Anonymous, a self-described “hacking collective,” is taking matters into its own hands with North Korea.
The organization, whose logo features a suited man without a head, suggesting its lack of central leadership, sports the tag-line: “We are Anonymous. We are Legion. We do not forgive. We do not forget. Expect us.”
Anonymous, formed in 2003, consists of an an unknown group of computer hackers without any defined leadership structure.
Anonymous gained notoriety in 2012 when they attacked the U.S. Department of Justice’s webpage, the FBI’s webpage, Motion Picture Association of America’s website and Recording Industry Association of America’s websites in response to the federal government’s takedown of the file-sharing service Megaupload.

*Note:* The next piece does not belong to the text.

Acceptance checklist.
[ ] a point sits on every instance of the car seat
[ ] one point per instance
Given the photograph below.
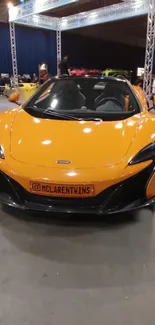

Anonymous has been fairly active in the past couple of years, using distributed denial of service (DDoS) attacks to shut down various websites.
Anonymous has also taken down child pornography websites, The Westboro Baptist Church, the Ugandan government and the Syrian government.
Anonymous was also active in the Occupy Wall Street protests.
Despite that the United States government has arrested individuals it says are part of Anonymous, due to the group’s lack of central leadership, the hacking collective has continued on and not only have they survived, they have gotten quite ambitious.
In their newest pursuit, Anonymous is targeting North Korea.
In an attack beginning April 2, and possibly still ongoing, Anonymous launched “Operation Free Korea.”
The attack has a series of demands it seeks to have fulfilled: for North Korea to cease making nukes; for the country’s dictator, Kim Jong-un, to resign; for North Korea to create a free democracy and installation of uncensored Internet access for all citizens.
Anonymous began its attack by seizing control of Uriminzokkiri.com, the website belonging to North Korea’s Central News Agency, as well as taking control of their Twitter feed and allegedly stealing the passwords of over 15,000 government workers.
But some experts are skeptical what actual effect the password-stealing will have outside of landing a few website administrators in some trouble.
Anonymous also posted embarrassing pictures of Kim Jong-Un to its newly controlled Twitter feed.
Despite their ambition, Anonymous has a long way to go.
First of all, not many North Koreans will have any knowledge of Anonymous’ attacks, as virtually none of the country has access to the Internet.
Secondly, North Korea’s government does not use the Internet for the most part, instead using its own “intranet” to more closely monitor and restrict online activity.
This complicates things, since North Korea’s intranet is not accessible by the Internet, because it is not on the Internet.
North Korea only has 30 websites accessible by computers within the country’s borders.
There are computers capable of accessing the Internet, but they are few and far between and are heavily monitored.
Many tech experts remain skeptical about what Anonymous will actually be able to accomplish, since Anonymous’ claim that it has infiltrated North Korea’s mail service, “Kwangmyong” has yet to be verified.
However, Anonymous remains persistent, promising a new wave of attacks as recently as April 8.
What Anonymous will actually accomplish remains to be seen, but the group has proved itself capable in the past, and only time will tell what information or influence they might have going forward.